Having a well-defined scientific question and a clear analysis plan is crucial for carrying out a successful deep learning project. Just like it would be inadvisable to set foot in a laboratory and begin experiments without having a defined endpoint, a deep learning project should not be undertaken without defined goals. Foremost, it is important to assess if a dataset exists that can answer the biological question of interest using a deep learning-based approach. If so, obtaining this data (and associated metadata) and reviewing the study protocol should be pursued as early on in the project as possible. This can help to ensure that data is as expected and can prevent the wasted time and effort that occur when issues are discovered later on in the analytic process. For example, a publication or resource might purportedly offer an appropriate dataset that is found to be inadequate upon acquisition. The data may be unstructured when it is supposed to be structured, crucial metadata such as sample stratification might be missing, or the usable sample size may be different than expected. Any of these data issues might limit a researcher's ability to use deep learning to address the biological question at hand or might otherwise require adjustment before it can be used. Data collection should also be carefully documented, or a data collection protocol should be created and specified in the project documentation.
Information about the resources used, download dates, and dataset versions are critical to preserve. Doing so will help to minimize operational confusion and will increase the reproducibility of the analysis. Best practices for reproducibility also include sharing the collected dataset and metadata upon publication of the study, ideally in a public dataset repository if there are no ethical or privacy concerns and no copyright restrictions. While recommended and recognized dataset repositories may differ across disciplines, a list of general dataset repositories includes the Dryad repository [@doi:10.1038/npre.2010.4595.1] (https://datadryad.org/), Figshare [@doi:10.4103/0976-500X.81919] (https://figshare.com), Zenodo [@doi:10.3897/biss.3.37080] (https://zenodo.org), and the Open Science Framework [@doi:10.5195/jmla.2017.88] (https://osf.io). In addition, Gundersen et al. [@doi:10.1609/aimag.v39i3.2816] provide useful checklists summarizing best data sharing practices for reproducible research and open science.

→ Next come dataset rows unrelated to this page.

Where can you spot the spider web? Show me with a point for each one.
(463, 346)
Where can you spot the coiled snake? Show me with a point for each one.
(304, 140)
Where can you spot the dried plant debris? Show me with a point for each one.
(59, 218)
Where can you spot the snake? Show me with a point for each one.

Once the dataset is obtained, it is important to learn why and how the data was collected before beginning the analysis. The standardized metadata that exists in many fields can help with this (for example, see [@doi:10.1038/ng1201-365]). If at all possible, consulting with a subject matter expert who has experience with the type of data being used will minimize guesswork and likely increase the success rate of a deep learning project. For example, one might presume that data collected to test the impact of an intervention are derived from a randomized controlled trial. However, this is not always the case, as ethical or practical concerns often necessitate an observational study design that features prospectively or retrospectively collected data. In order to ensure similar distributions of important characteristics across study groups in the absence of randomization, such a study may have selected individuals in a fashion that best matches attributes such as age, gender, or weight. Passively collected datasets can have their own peculiarities, and other study designs can include samples that originate from the same study site, the oversampling of ethnic groups or zip codes, or sample processing differences. Such information is critical to accurate data analysis, and so it is imperative that practitioners learn about study design assumptions and data specificities prior to performing modeling. Other study design considerations that should not be overlooked include knowing whether a study involves biological or technical replicates or both. For example, the existence in a dataset of samples collected from the same individuals at different time points can have significant effects on analyses that make assumptions about sample size and independence (that is, non-independence can lower the effective sample size). Another potential issue is the existence of systematic biases, which can be induced by confounding variables and can lead to artifacts or so-called "batch effects." Consequently, models may learn to rely on the correlations that these systematic biases underpin, even though they are irrelevant to the scientific context of the study. This can lead to misguided predictions and misleading conclusions [@doi:10.1038/nrg2825]. Unsupervised learning and other exploratory analyses can help identify such biases in these datasets before applying a deep learning model.
Overall, practitioners should thoroughly study their data and understand its context and peculiarities before moving on to performing deep learning.